Authors Liu F, Liu Y, Yuan N, Zhang X, Cao M, Dong J, Zhang J

Received 3 November 2020

Accepted for publication 10 January 2021

Published 25 January 2021 Volume 2021:14 Pages 91—96

DOI https://doi.org/10.2147/CCID.S288259

Checked for plagiarism Yes

Review by Single anonymous peer review

Peer reviewer comments 4

Editor who approved publication: Dr Jeffrey Weinberg


Fang Liu,1 Yingmei Liu,2 Na Yuan,1 Xiuying Zhang,1 Mei Cao,1 Jie Dong,1 Jinqing Zhang1

1Department of Dermatology, Beijing Chaoyang Hospital, Capital Medical University, Beijing 100020, People’s Republic of China; 2Laboratory of Clinical Microbiology and Infectious Diseases, Department of Pulmonary and Critical Care Medicine, China-Japan Friendship Hospital, Beijing 100029, People’s Republic of China

Correspondence: Fang Liu
Department of Dermatology, Beijing Chaoyang Hospital, Capital Medical University, 8 Gongti South Road, Beijing 100020, People’s Republic of China
Tel +86-18611369216
Email roseliufang@qq.com

Purpose: This report describes a case of a skin sporotrichosis infection and the steps taken to identify an effective antifungal treatment.
Patients and Methods: A 50-year-old woman from Jilin province, China, presented complaining of a small mass that had been on her right upper eyelid for two years.
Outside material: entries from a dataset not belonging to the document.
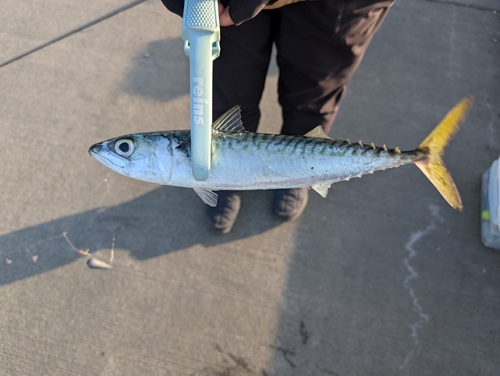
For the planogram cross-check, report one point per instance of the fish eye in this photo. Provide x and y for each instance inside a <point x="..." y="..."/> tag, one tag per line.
<point x="124" y="147"/>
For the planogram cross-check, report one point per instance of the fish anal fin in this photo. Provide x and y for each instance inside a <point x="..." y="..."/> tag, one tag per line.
<point x="317" y="132"/>
<point x="208" y="196"/>
<point x="230" y="121"/>
<point x="322" y="189"/>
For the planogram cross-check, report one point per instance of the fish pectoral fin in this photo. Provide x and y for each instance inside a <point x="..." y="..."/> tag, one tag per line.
<point x="209" y="197"/>
<point x="230" y="121"/>
<point x="318" y="132"/>
<point x="322" y="189"/>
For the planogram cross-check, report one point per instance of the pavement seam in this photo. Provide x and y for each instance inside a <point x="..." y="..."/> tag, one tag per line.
<point x="463" y="5"/>
<point x="74" y="31"/>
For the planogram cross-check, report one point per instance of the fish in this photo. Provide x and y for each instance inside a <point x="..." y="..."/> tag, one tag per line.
<point x="242" y="160"/>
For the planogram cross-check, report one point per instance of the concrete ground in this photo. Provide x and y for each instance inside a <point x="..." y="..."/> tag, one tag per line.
<point x="380" y="278"/>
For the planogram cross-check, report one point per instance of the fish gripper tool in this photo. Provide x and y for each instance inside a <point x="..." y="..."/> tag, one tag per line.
<point x="201" y="35"/>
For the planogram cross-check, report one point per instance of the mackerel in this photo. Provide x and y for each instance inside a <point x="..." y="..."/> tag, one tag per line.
<point x="244" y="160"/>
A skin biopsy was taken and submitted for bacterial and mycological assessment. Bacterial culture from the lesion was negative, but a fungal culture was positive. In vitro susceptibility test was performed to assess its susceptibility to antifungal drugs.
Results: The skin biopsy showed infectious granuloma. Fungal culture was identified as Sporothrix globosa based on both the morphological features and confirmation by the molecular method; it was resistant to many kinds of antifungal drugs, including amphotericin B, voriconazole, fluconazole, and caspofungin. However, it was relatively sensitive to itraconazole. The patient was prescribed 0.2 g itraconazole to be taken twice per day. One month later, she had almost completely recovered from her symptoms. The treatment lasted for 3 months and her liver function and renal function were normal at the endpoint.
Conclusion: Itraconazole was an effective treatment in this case of a multidrug-resistant sporotrichosis caused by S. globosa.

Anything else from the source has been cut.